Was bedeutet das Komman „voran“ beim Dackel?

Das Kommando „Voran“ beschreibt beim Dackel ein gezieltes Voranschicken über eine festgelegte Strecke. Der Dackel soll sich nach dem Signal klar nach vorne orientieren und selbstständig loslaufe und zwar schnurgeradeaus, solange, bis ein anderes Kommando erfolgt. Diese Übung wird unter anderem in der Begleithundeprüfung verlangt und spielt auch in der jagdlichen Arbeit sowie im Dummytraining eine Rolle.


 

Im Unterschied zu einem freien Laufkommando handelt es sich beim Voran um eine konkrete Arbeitsaufgabe. Der Dackel läuft nicht einfach los, um sich frei zu bewegen, sondern arbeitet auf ein weiteres Signal hin. Die Laufstrecke endet immer mit einem Folgekommando, zum Beispiel Sitz, Platz, Such, Bring oder einem Freigabekommando. Dadurch bleibt die Übung für den Dackel klar strukturiert und eindeutig nachvollziehbar.


 

Je nach Prüfungsordnung kann das Kommando als Voran oder Voraus bezeichnet werden. Für den Dackel ist die Wortwahl dabei unerheblich, entscheidend ist die gleichbleibende Bedeutung des Signals. In der Ausbildung kann das Voranschicken zunächst mit einem Handzeichen kombiniert werden, um dem Dackel die Laufrichtung eindeutig zu zeigen. In Prüfungen, in denen Handzeichen nicht erlaubt sind, lässt sich dieses Hilfsmittel später gezielt abbauen.


 

Wie bringe ich dem Dackel „voran“ bei


„Lauf“ - das Freizeit - Voran


Das Voranlaufen lässt sich beim Dackel sehr gut auch außerhalb von Prüfungen nutzen. Im Alltag verwende ich dafür bewusst ein anderes Kommando als das prüfungsmäßige „Voran“. Im Freizeitbereich heißt dieses Kommando bei mir „Lauf“. Der Dackel soll dadurch erkennen, dass die Ausführung weniger formal ist, die Bedeutung aber trotzdem klar bleibt.


 Das Kommando „Lauf“ nutze ich immer dann, wenn mein Dackel beim Spazierengehen loslaufen soll oder loslaufen darf. Es passt sowohl zu Situationen, in denen das Loslaufen meinem Wunsch entspricht, als auch zu Momenten, in denen der Dackel ohnehin das Bedürfnis hat, nach vorne zu gehen. Entscheidend ist, dass der Dackel lernt, dieses Bedürfnis mit einem klaren Signal zu verknüpfen.

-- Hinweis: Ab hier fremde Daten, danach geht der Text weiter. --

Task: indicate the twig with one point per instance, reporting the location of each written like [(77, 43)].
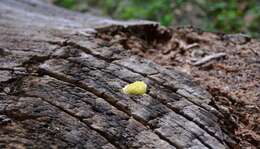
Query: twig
[(208, 58)]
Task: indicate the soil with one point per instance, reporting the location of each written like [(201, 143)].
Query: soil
[(232, 77)]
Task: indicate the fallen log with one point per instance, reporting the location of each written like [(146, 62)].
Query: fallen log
[(60, 87)]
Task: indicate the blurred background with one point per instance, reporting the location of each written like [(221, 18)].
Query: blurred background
[(229, 16)]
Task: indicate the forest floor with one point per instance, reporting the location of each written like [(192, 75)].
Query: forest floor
[(228, 66)]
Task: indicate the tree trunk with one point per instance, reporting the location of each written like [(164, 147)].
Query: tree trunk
[(60, 87)]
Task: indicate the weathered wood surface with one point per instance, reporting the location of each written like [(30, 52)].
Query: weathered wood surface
[(60, 88)]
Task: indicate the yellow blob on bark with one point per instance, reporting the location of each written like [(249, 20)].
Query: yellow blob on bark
[(136, 88)]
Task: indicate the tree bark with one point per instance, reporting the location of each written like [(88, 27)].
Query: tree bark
[(60, 87)]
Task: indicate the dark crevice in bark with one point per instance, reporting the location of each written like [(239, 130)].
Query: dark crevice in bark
[(103, 134), (88, 51), (98, 94)]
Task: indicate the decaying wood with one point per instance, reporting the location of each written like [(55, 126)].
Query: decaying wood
[(60, 87)]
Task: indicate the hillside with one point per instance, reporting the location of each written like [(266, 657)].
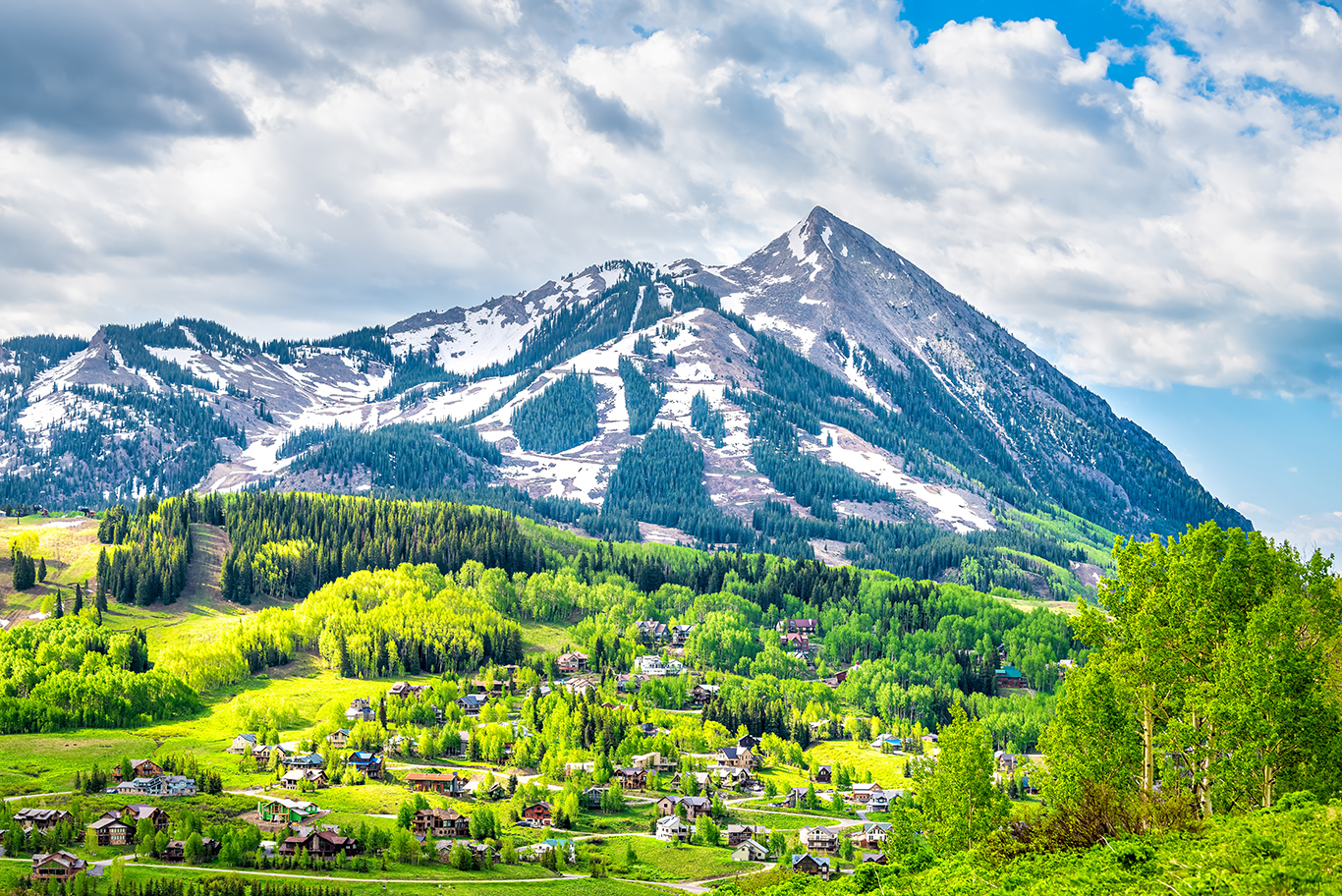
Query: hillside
[(827, 397)]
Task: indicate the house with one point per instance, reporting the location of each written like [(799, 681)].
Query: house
[(472, 703), (42, 818), (862, 793), (1011, 678), (653, 762), (694, 807), (139, 768), (872, 836), (360, 709), (736, 758), (366, 762), (278, 811), (572, 663), (440, 822), (176, 849), (539, 812), (652, 632), (818, 838), (702, 694), (112, 830), (58, 866), (294, 778), (319, 844), (592, 797), (633, 778), (242, 745), (737, 834), (671, 829), (450, 785), (807, 864)]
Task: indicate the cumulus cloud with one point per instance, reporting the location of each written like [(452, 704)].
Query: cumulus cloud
[(293, 166)]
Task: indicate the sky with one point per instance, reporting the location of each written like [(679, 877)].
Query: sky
[(1147, 192)]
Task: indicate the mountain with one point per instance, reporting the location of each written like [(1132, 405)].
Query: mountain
[(821, 397)]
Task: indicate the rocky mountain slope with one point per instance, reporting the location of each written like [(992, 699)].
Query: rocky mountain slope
[(825, 399)]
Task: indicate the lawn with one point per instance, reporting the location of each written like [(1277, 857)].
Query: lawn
[(660, 862)]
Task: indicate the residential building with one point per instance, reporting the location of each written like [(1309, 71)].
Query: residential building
[(749, 851), (809, 864), (58, 866), (671, 828)]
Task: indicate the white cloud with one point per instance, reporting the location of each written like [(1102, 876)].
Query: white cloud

 Der Aufbau ist unkompliziert. Beim Einüben wird das Kommando genau in den Momenten eingesetzt, in denen der Dackel ohnehin vorwärts möchte. Ein typisches Beispiel ist der Hundestrand. Der Dackel ist aufgeregt, möchte loslaufen, die Leine wird abgenommen, der Dackel wird kurz ins Sitz genommen oder ein paar Schritte im Fuß geführt. Anschließend folgt das Kommando „Lauf“, begleitet von einem Handzeichen, ähnlich wie bei einem Freigabesignal. Da der Dackel in diesem Moment ohnehin laufen möchte, entsteht sehr schnell eine klare Verknüpfung zwischen Wort und Verhalten.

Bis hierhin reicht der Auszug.